Chapitre 53 : Devoir de mémoire

Novembre 2019, en amont de la journée mondiale de lutte contre le sida, la mairie de Paris organise deux événements en hommage à Cleews Vellay, ancien président de Act Up-Paris mort du sida en 1994 et qui a inspiré le personnage principal du film 120 Battements par minute.

D’abord, une projection du documentaire Portrait d’une Présidente a lieu à la mairie du 11e. J’y assiste avec Cédric et nos amis Nathan, Dom, Christophe Martet et Nicolas. Je suis bouleversé en regardant ces images rares d’un activiste qui avait tellement envie de vivre et qui est mort juste avant l’arrivée des trithérapies… Quelle terrible injustice.

Le lendemain, une plaque est inaugurée par Anne Hidalgo en face de l’ancien local d’Act Up-Paris. Les discours d’activistes s’enchaînent. Il y a, entre autres, Giovanna Rincon, la fabuleuse directrice d’ACCEPTESS-T et l’infatigable Gwen Fauchois, une militante lesbienne qui a bien connu Cleews et a milité à ses côtés chez Act Up-Paris.

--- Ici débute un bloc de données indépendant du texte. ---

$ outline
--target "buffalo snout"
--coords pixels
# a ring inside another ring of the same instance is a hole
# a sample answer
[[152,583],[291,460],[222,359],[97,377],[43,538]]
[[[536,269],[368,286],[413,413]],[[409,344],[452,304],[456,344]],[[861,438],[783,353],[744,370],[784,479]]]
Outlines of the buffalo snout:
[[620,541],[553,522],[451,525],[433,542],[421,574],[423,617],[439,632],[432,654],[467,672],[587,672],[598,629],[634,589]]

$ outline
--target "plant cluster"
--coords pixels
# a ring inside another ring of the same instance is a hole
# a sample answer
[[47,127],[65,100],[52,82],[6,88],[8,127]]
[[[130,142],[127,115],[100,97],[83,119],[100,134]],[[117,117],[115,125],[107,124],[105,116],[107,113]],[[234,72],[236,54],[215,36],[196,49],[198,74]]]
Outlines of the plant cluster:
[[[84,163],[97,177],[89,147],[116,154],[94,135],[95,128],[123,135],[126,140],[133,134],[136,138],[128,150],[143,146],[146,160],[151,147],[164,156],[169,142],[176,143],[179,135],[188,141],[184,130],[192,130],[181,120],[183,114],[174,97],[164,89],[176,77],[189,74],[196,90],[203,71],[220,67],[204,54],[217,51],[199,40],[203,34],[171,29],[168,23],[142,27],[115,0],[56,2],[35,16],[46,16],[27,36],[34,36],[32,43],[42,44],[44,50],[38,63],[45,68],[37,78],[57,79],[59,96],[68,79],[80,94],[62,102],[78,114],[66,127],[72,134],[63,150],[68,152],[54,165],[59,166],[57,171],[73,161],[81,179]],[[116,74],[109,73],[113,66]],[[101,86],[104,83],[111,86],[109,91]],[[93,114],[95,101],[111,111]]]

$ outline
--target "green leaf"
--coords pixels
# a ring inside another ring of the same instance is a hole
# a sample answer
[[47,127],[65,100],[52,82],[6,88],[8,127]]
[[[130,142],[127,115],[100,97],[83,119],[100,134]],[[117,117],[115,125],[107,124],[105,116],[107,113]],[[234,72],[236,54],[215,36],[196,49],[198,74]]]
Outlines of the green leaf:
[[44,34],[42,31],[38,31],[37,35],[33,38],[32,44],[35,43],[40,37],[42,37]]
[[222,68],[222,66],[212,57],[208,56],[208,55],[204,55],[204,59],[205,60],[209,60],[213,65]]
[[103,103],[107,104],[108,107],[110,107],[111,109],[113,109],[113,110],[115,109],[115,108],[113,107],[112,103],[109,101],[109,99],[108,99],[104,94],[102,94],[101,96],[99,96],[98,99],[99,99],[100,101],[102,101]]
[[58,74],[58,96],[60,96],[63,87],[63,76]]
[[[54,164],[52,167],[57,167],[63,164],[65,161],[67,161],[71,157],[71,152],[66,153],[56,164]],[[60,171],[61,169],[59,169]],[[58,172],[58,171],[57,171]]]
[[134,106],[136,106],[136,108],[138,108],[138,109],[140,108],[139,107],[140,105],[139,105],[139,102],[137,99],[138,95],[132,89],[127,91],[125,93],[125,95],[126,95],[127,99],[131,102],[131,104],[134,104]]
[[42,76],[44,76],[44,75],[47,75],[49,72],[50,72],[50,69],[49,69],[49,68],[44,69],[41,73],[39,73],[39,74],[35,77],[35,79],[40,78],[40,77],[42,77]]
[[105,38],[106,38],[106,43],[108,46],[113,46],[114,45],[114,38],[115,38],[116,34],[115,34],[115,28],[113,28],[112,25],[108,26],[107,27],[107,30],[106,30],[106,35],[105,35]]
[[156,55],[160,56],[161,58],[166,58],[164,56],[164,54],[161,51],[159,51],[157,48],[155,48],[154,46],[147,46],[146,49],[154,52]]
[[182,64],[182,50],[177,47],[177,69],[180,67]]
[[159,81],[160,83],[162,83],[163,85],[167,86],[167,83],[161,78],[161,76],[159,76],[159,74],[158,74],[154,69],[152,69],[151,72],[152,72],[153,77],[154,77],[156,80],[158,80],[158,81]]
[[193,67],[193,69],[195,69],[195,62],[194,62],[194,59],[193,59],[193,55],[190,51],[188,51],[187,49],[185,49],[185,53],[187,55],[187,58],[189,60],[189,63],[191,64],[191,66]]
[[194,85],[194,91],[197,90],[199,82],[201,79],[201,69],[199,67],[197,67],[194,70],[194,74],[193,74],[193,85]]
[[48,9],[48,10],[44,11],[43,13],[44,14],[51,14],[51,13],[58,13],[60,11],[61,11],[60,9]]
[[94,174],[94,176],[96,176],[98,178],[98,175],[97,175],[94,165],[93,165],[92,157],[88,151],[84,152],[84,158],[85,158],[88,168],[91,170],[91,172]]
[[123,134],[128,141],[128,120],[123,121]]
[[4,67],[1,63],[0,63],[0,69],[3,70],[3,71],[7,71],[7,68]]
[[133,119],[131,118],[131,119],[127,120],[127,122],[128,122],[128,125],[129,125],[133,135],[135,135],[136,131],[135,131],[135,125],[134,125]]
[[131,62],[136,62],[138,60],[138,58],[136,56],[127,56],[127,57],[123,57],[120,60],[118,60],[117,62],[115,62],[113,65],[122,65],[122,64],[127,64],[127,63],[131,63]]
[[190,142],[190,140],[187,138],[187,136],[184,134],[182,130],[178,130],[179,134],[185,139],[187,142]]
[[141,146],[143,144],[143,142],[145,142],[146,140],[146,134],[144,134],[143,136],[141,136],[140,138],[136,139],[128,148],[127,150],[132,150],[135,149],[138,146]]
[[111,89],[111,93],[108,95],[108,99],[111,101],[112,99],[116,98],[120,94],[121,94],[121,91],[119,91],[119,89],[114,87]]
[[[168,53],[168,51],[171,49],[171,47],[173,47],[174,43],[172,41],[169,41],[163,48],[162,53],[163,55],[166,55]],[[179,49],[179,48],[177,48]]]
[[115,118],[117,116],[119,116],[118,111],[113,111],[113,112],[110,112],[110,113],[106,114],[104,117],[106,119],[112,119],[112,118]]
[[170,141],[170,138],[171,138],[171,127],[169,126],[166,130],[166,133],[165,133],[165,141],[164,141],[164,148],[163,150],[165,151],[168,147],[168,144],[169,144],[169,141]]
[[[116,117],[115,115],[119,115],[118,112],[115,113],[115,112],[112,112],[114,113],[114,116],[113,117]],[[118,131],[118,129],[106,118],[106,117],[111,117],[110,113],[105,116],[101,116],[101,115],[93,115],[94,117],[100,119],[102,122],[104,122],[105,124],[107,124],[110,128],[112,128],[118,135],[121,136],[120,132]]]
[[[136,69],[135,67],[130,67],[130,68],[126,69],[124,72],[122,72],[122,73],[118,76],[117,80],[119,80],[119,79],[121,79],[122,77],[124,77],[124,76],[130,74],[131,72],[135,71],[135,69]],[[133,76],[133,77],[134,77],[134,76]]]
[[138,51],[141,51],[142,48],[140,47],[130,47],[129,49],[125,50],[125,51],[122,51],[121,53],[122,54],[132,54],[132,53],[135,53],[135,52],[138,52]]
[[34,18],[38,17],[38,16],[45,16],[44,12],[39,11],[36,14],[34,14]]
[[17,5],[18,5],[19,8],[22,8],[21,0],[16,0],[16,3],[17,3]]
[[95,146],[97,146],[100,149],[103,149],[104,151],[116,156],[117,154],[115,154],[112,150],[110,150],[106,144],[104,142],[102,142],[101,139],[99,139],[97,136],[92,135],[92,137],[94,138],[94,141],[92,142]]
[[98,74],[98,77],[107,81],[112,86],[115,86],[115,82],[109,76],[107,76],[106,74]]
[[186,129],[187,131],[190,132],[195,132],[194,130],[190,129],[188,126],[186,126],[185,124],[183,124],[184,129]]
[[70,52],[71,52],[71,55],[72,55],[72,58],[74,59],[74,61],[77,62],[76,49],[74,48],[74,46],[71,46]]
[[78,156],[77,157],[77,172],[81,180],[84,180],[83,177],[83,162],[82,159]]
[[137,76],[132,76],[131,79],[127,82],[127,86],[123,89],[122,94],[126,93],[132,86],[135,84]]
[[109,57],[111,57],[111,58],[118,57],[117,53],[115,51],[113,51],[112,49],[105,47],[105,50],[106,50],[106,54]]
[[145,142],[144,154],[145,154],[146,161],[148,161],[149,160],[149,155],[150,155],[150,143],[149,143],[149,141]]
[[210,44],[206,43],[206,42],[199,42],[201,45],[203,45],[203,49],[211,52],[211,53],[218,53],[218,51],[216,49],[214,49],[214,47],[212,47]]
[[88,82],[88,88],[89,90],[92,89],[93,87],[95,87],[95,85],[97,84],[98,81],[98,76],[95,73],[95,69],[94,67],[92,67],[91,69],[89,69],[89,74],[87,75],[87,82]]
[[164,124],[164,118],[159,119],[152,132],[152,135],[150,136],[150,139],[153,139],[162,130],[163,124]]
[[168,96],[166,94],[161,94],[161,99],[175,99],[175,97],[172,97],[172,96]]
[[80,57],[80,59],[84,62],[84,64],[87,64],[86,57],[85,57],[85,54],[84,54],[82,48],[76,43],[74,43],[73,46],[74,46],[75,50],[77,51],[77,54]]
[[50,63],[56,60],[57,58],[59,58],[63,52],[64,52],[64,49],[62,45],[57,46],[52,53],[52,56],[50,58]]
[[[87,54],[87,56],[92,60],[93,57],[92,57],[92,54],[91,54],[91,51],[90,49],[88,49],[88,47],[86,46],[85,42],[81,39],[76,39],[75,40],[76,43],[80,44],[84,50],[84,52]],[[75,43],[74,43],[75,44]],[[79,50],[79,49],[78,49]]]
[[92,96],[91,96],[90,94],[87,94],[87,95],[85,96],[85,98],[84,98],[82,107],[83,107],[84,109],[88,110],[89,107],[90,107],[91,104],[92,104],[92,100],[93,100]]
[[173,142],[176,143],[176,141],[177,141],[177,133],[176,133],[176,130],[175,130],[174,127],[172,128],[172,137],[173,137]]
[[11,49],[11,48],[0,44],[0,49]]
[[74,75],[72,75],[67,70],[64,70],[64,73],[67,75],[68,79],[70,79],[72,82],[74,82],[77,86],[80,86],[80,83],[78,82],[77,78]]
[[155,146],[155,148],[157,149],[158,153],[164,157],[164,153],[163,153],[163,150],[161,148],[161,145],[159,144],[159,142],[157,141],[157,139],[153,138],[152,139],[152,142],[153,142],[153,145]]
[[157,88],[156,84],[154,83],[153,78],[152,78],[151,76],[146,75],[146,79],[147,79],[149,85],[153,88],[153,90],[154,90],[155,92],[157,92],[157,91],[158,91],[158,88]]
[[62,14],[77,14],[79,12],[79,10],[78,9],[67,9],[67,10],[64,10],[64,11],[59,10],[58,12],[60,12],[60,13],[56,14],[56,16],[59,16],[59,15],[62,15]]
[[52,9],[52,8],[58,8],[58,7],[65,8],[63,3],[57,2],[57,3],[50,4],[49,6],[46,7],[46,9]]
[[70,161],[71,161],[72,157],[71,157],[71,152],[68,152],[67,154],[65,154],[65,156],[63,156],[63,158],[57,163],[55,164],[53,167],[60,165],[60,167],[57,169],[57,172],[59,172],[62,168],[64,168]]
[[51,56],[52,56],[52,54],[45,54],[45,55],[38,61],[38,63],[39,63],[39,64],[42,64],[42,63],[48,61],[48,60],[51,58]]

Avec Cédric on se met en retrait. Je me sens très humble face à tous ces gens qui sont dans la lutte depuis les années 80-90 et dont le carnet d’adresses se rayait à chaque fois qu’ils perdaient un ami ou un amant. Ces deux événements me rappellent la chance que j’ai d’avoir été diagnostiqué en 2009 et pas en 1989. Je pense à celles et ceux qui sont morts du sida ou qui (sur)vivent avec le VIH depuis les années 80-90.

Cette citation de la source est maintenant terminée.